I found a fun piece of art about looking at the bright side (up at the top). Pretty cute (and positive!)
My husband is much more realistic than I am. That's what he calls it. (In fact, that's what my friend who battles depression calls herself too! Hmm -- maybe ignorance is bliss?) A quick example. One night I was looking out the bathroom window and exclaimed, "Wow! I see the big dipper!" This might not be as exciting for most, but we live in a misty climate and have many foggy nights. Being able to see the stars is a treat.
My husband replied this was impossible. The big dipper isn't in that part of the sky. We can't see it from our house because we live in a forest and the trees on the north side of our house cover most of it up. Granted, he does comprehend astronomy FAR better than I ever have, but this looked like the big dipper to me. So I stuck with my happy place and said, "Well, I'll just call it the big dipper" and he told me, "You can't. It isn't the big dipper." I was fine with the falsity of my experience, even if it gave me joy. He couldn't do that. He knew it wasn't there and as nice as those stars might be, it couldn't be that celebration for him that it was to me.
This wasn't an argument of any sort. In fact, we were (or was it just me) laughing about it as we went back and forth on "But it isn't the big dipper" to "I don't care -- It still looks like it to me." It's kind of become our symbol for how I see things.

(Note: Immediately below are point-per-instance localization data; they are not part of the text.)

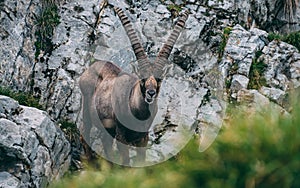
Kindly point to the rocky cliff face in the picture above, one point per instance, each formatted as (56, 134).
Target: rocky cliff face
(210, 65)
(34, 151)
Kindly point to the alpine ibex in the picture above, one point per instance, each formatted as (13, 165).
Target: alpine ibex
(126, 104)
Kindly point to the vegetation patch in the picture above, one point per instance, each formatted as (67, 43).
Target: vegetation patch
(258, 67)
(70, 130)
(223, 43)
(291, 38)
(25, 99)
(46, 21)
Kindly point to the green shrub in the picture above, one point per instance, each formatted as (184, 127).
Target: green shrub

He calls it basing happiness on inaccuracy. I just call it happiness! :)
I've learned not to think of him as a pessimist though. Everyone's way of thinking probably plays into their strengths and talents. My husband's an industrial designer, which is part designer/part engineer. This clever comment on engineers describes his way of thinking well.
To the optimist, the glass is half full.
To the pessimist, the glass is half empty.

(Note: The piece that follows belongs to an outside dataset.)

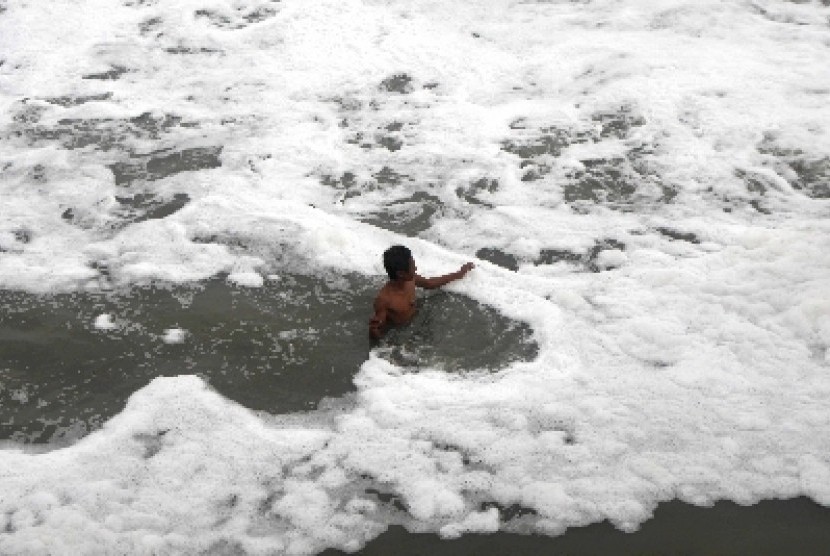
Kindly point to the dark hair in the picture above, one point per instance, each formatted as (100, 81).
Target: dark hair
(396, 258)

To the engineer, the glass is twice as big as it needs to be.
Wednesday, August 27, 2008
Monday, August 18, 2008
This is the last week of summer vacation and even though I enjoy the change of pace, the sunshine, and the freedom to take off when we like to, I miss the routine of school and having some time to myself at home. I've never completely had time to myself at home, (well at least not for almost 18 1/2 years), but it's a lighter load when my school-aged children are at school.
My youngest son will start Kindergarten on Monday and he's more than ready. I don't know if he'll come close to sitting still or keeping his racing thoughts in his head, but he definitely wants to be a part of it and is just itching to be there. It will be fun to see how he progresses without his given role of the baby of our family.
I won't be completely alone at home while he's at school because my husband works from home. I think I'll enjoy the times he goes out to lunch with a friend or leaves to run an errand -- having the house comPLETEly to myself. But I really do enjoy having him home with me. I love talking with him, having him come downstairs for lunch mid-day. Very pleasant, very nice.
I guess I'm telling you all of this to say that once school starts again, I'll have more time to write -- more time to focus my thoughts. I've missed writing as much as I was writing before. (I had problems with that sentence -- had to try a few versions to avoid that last phrase looking like an adverbial phrase with "as much as I had before." Fun to keep my brain going here late at night :)). TTFN!